Gerahty was the elder brother of Leslie March Gerahty (1902-1981), a prolific character actor known to audiences as Garry Marsh.
Gerahty died at his home in Valbonne, Provence-Alpes-Côte d'Azur, in the South of France, aged 83.
Only because of the film, Elephant Walk, did I come to discover Robert Standish's writing. I first saw the Elizabeth Taylor adventure movie set in Ceylon back in the 1960s. Through the decades, every time it aired on television and I had the chance, I enjoyed viewing it over and over. I now have the film on hard disk, and I think I last watched about some six or seven months ago.
At any rate, somewhere along the line, I saw that the story was adapted from Standish's novel, and then immediately put it out of my mind. That is until about five or six years ago, when working on an adventure film article, I felt the need to finally get a copy of the book. That took a couple of years before I could find a source that would ship to Thailand. But I finally got it back in 2023. Since then, I've been chasing down Standish's novels whenever one became available for a reasonable price. None of his work is on Kindle or epub. As of today, I'm four novels in, and now have just completed this one, Mr. On Loong.

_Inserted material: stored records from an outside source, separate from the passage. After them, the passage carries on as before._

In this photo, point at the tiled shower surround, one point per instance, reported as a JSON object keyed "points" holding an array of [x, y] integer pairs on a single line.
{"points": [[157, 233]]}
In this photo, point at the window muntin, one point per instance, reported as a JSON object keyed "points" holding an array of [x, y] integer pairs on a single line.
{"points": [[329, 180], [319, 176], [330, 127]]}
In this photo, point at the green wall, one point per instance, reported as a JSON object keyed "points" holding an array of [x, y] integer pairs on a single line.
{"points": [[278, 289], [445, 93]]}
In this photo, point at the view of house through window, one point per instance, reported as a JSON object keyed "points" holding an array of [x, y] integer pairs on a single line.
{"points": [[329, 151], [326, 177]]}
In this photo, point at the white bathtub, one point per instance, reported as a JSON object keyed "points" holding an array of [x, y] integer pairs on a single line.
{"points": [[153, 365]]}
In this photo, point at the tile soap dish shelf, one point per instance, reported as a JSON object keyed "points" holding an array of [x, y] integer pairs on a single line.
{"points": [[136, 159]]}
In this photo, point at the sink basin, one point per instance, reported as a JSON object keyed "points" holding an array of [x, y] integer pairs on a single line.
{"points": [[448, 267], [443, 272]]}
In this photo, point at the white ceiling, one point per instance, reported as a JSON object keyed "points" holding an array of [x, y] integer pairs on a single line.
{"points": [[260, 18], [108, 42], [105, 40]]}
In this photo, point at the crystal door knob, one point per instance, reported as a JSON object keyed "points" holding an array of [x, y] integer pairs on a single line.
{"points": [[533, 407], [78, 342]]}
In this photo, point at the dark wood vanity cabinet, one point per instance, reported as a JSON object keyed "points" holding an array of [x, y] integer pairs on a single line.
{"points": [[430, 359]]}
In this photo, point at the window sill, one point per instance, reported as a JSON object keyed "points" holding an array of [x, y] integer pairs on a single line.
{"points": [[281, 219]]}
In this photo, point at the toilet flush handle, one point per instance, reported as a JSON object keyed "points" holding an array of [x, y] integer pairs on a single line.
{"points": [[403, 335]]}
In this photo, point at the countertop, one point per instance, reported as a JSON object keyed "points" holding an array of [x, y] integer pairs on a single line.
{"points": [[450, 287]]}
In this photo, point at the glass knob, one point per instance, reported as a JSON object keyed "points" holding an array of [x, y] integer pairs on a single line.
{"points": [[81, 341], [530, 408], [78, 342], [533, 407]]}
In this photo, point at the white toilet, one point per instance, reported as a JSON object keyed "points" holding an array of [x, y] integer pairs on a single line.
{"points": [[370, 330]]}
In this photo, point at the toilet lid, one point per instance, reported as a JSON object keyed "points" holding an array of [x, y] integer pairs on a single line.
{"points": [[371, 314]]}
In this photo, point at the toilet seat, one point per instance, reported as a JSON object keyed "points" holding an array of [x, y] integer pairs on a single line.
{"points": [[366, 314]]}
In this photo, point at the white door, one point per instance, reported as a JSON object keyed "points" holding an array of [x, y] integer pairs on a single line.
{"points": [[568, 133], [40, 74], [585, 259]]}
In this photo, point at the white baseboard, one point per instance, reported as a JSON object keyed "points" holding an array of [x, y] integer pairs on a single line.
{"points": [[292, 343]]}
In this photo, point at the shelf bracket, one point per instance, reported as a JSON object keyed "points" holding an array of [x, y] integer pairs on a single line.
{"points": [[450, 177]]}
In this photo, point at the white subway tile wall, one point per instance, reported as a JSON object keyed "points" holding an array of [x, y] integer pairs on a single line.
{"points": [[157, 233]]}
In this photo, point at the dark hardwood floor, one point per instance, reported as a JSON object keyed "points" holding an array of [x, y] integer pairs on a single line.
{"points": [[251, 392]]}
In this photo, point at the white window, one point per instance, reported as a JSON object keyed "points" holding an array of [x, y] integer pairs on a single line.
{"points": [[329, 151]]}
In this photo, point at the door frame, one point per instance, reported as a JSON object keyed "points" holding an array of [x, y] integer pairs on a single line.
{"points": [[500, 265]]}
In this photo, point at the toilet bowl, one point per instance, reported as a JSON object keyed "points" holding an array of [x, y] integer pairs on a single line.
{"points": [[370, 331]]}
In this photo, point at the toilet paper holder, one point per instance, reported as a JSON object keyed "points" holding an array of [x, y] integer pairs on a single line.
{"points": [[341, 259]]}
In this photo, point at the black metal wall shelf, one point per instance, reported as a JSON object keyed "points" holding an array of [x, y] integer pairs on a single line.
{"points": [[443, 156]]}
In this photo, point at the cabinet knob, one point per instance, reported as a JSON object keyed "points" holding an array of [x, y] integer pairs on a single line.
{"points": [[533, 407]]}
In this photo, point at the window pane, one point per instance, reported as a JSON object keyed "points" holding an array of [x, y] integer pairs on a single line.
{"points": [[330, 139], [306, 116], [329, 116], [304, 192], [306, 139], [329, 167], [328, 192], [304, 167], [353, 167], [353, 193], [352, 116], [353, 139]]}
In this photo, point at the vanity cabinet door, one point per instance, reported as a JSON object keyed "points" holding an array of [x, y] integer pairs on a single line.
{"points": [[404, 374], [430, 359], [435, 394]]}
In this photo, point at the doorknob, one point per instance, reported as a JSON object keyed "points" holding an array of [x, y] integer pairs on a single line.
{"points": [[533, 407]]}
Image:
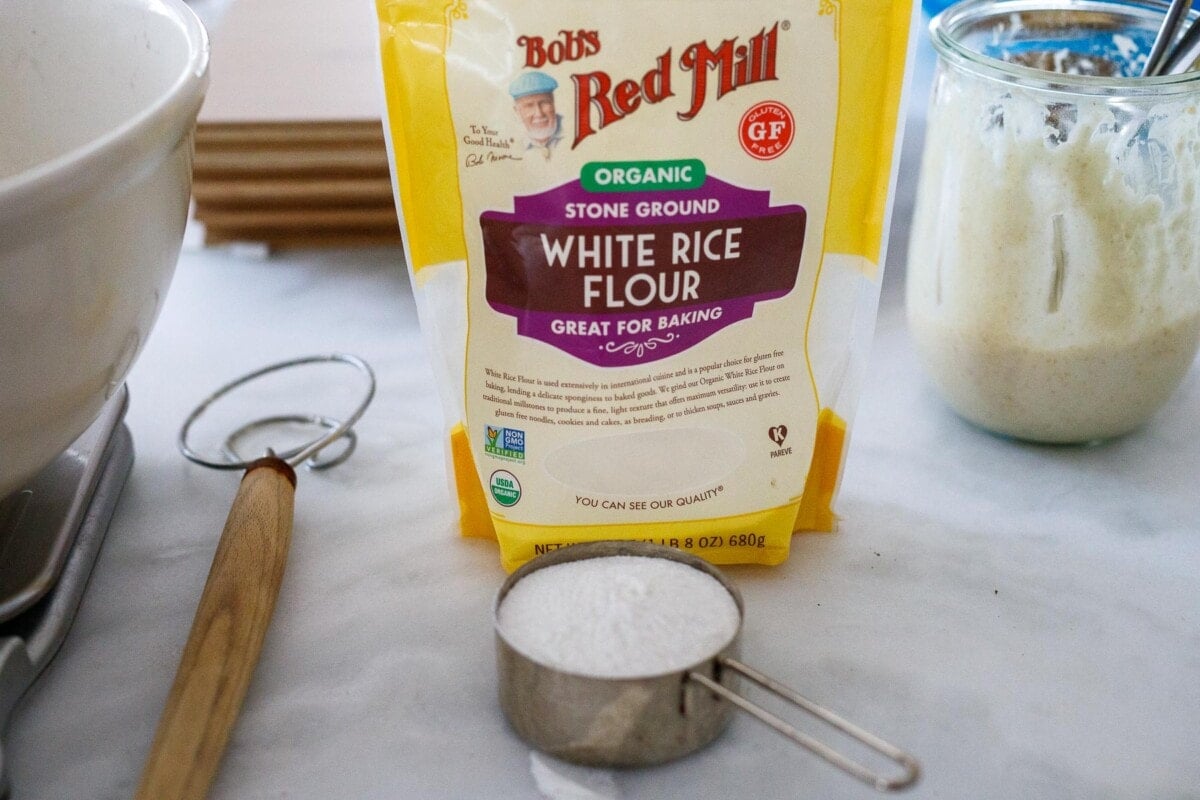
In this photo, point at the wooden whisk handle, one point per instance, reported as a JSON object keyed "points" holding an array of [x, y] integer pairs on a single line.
{"points": [[226, 637]]}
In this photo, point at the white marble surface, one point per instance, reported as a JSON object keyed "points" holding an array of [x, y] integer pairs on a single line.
{"points": [[1026, 620]]}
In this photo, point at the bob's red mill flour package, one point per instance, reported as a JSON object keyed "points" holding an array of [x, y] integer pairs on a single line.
{"points": [[646, 240]]}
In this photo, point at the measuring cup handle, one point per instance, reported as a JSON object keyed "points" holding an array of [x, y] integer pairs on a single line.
{"points": [[226, 637], [910, 765]]}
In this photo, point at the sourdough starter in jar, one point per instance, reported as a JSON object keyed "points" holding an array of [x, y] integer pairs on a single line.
{"points": [[1054, 271]]}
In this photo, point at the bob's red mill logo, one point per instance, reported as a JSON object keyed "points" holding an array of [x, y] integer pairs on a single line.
{"points": [[601, 100]]}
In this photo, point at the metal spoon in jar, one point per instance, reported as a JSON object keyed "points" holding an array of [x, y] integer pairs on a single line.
{"points": [[1183, 56], [1175, 18]]}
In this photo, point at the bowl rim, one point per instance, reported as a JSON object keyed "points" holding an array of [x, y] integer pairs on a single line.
{"points": [[95, 161]]}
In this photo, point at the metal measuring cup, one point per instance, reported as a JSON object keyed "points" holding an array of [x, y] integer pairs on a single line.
{"points": [[654, 719]]}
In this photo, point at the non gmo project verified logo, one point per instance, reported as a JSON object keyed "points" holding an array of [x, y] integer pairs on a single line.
{"points": [[504, 443]]}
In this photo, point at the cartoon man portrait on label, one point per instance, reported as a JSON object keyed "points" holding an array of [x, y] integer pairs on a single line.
{"points": [[533, 100]]}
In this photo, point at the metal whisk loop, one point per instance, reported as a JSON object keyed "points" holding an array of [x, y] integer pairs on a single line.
{"points": [[300, 453], [911, 769]]}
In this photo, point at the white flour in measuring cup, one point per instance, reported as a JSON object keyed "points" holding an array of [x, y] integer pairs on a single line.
{"points": [[618, 617], [645, 241]]}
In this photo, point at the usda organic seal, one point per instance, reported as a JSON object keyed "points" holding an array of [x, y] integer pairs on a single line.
{"points": [[505, 487]]}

On Loong fits well within Standish's sympathy for China. He qualifies as a Sinophile, I'd say, producing novels and stories that expressed an attitude similar to Pearl Buck. Only he is not quite so condescending as Buck often is. Instead, he finds remote niches and out of the way places to situate his heroes and heroines. In the case of On Loong, it is the orphaned son of a Chinese laundryman who builds a commercial empire on a remote Caribbean island. The only Chinese there, it's John On Loong's intriguing story of merit overcoming racial discrimination that powers the narrative. It takes place from the turn of the century until the end of World War II--the book itself was originally published in 1946. And it's full of the starry eyed idealism for a better world that many felt as Japan and Germany were defeated as well as before the Soviet Union became a source of hostility and threat.
In China, of course, the government in charge was still that of the republic governed by Chiang and his wife. It is this China that Standish both sympathizes with as well devotes himself for betterment. How crushing 1949 and the triumph of Mao was to Standish, I don't know. But he seemed to have confidence that the overseas Chinese would come together to rescue China from a century or more neglect and abuse from foreign powers. His was a vision that was about to die. And On Loong probably soon lost its resonance with Standish's readership because of the turn of political events. Nevertheless, it's revealing in how it shows the degree of goodwill Standish and many in America and the UK had for a new China in the decades between the two World Wars. That perspective is unimaginable today. It's also why On Loong is not only a well written drama about Chinese abroad but also a historical literary document of a time now firmly in the past.